There has been an effort by some of the theist posters to make science and math just another kind of religion, based on faith. Some of the atheist posters have rejected that classification. I might go that route also, but for now I have what appears to be a different agenda.
Perhaps it's partly because I was a member of a highly proselytizing church (Mormon), but I feel a need to promote the benefits of science and announce the failures of religion. I see religion as a detriment to the more rapid development of society. Too much time and money have gone and still go to support religion and other superstitions around the world.

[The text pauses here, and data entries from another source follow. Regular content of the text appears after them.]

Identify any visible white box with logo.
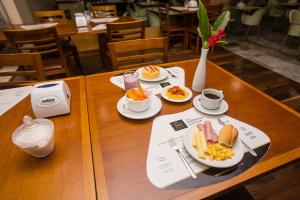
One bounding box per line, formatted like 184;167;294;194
31;81;71;118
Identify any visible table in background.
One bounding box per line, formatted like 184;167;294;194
231;6;262;12
0;16;135;67
85;59;300;200
0;77;96;200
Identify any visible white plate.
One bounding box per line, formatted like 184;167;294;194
117;95;162;119
193;95;228;115
183;124;244;168
136;67;169;82
160;85;192;103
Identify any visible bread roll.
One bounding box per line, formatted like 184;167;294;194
218;124;238;147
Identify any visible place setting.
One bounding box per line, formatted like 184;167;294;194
145;86;271;189
110;65;185;95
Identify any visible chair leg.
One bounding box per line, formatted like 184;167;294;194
243;26;251;40
297;44;300;56
281;34;288;47
256;26;260;37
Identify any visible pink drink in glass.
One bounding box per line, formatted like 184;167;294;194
123;71;139;91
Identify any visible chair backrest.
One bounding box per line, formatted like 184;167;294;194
91;5;117;17
158;3;171;35
3;27;68;74
206;4;224;22
289;9;300;24
34;10;67;23
106;20;145;42
0;53;46;87
107;37;169;70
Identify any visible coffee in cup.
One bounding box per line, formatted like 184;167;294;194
199;88;223;110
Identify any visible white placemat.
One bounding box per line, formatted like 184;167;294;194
146;108;270;188
0;86;33;116
110;67;185;95
92;24;107;30
20;23;58;30
90;17;119;23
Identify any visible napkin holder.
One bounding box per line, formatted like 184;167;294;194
31;80;71;118
75;13;87;27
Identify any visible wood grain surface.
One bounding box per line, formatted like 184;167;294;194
0;77;96;200
85;59;300;200
0;16;134;42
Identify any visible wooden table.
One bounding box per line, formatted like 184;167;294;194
0;77;96;200
0;16;134;67
85;59;300;200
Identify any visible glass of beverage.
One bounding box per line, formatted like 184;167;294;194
123;71;139;91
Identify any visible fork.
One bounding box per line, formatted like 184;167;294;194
168;138;197;179
166;69;177;78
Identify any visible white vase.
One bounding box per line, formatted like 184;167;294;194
192;47;209;92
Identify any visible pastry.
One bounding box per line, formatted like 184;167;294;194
127;86;148;101
218;124;238;147
166;86;188;100
142;65;160;79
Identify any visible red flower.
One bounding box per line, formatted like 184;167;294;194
207;29;225;47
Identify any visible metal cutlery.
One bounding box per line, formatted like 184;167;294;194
166;69;177;78
217;118;257;157
168;138;197;179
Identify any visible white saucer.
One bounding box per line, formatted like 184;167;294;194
117;95;162;119
193;95;229;115
136;67;169;82
160;85;192;103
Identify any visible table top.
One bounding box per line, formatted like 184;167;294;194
170;6;198;14
85;59;300;200
0;16;134;43
0;77;96;200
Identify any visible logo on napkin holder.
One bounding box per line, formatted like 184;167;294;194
37;96;59;107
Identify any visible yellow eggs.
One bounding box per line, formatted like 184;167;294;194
206;143;235;161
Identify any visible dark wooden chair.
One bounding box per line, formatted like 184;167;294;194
4;27;70;78
187;4;224;54
107;37;168;70
34;10;83;74
34;10;67;22
92;5;117;17
0;53;45;87
106;20;146;42
104;20;146;69
158;3;187;48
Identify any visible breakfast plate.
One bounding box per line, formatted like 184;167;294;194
117;95;162;119
183;125;244;168
193;95;228;115
136;67;169;82
161;85;192;103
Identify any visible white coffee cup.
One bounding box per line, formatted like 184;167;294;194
125;90;151;112
199;88;223;110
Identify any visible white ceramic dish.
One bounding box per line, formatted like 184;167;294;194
183;124;244;168
136;67;169;82
193;95;228;115
160;85;192;103
117;95;162;119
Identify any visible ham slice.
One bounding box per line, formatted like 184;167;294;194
197;121;218;144
204;121;218;143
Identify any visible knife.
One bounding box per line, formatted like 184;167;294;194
217;118;257;157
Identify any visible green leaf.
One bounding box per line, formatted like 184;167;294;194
197;1;210;43
212;11;230;31
216;40;228;46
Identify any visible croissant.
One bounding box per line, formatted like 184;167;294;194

In Utah, for example, there are large blocks of land with LDS churches on them. Every Sunday the buildings are full. During most evenings they are being used, sometimes even during the days. Imagine how much faster Utah society could develop if these meeting houses were converted into something else such as training for science / math / artistic / vocational / physical health / financial personal development or welfare centers? What if the good Mormon people spent the time they used to spend doing Mormon callings and learning about the religious ideas of a fictitious carpenter (Jesus of Nazareth) and of a sexually-active treasure hunter (Joseph Smith) to, instead, learn something that can really benefit them.
The government should not oppress free thought (even religious thought), but if the Mormons would elect to leave their church in huge numbers and purchased the unused meeting houses to do more beneficial things, that would be nice, in my view.
If religious people around the world unitedly cast off the superstitious shackles of religion and converted religious buildings around the world into houses of real learning and progress, what a better place the world could be!
Realistically, I don't expect religion and superstition to fall so easily. My hope is that the slow, gradual process I see happening now continues and perhaps accelerates slightly in the future.
Debating thoughtful theists on sites like this one is a part of that immancipation process.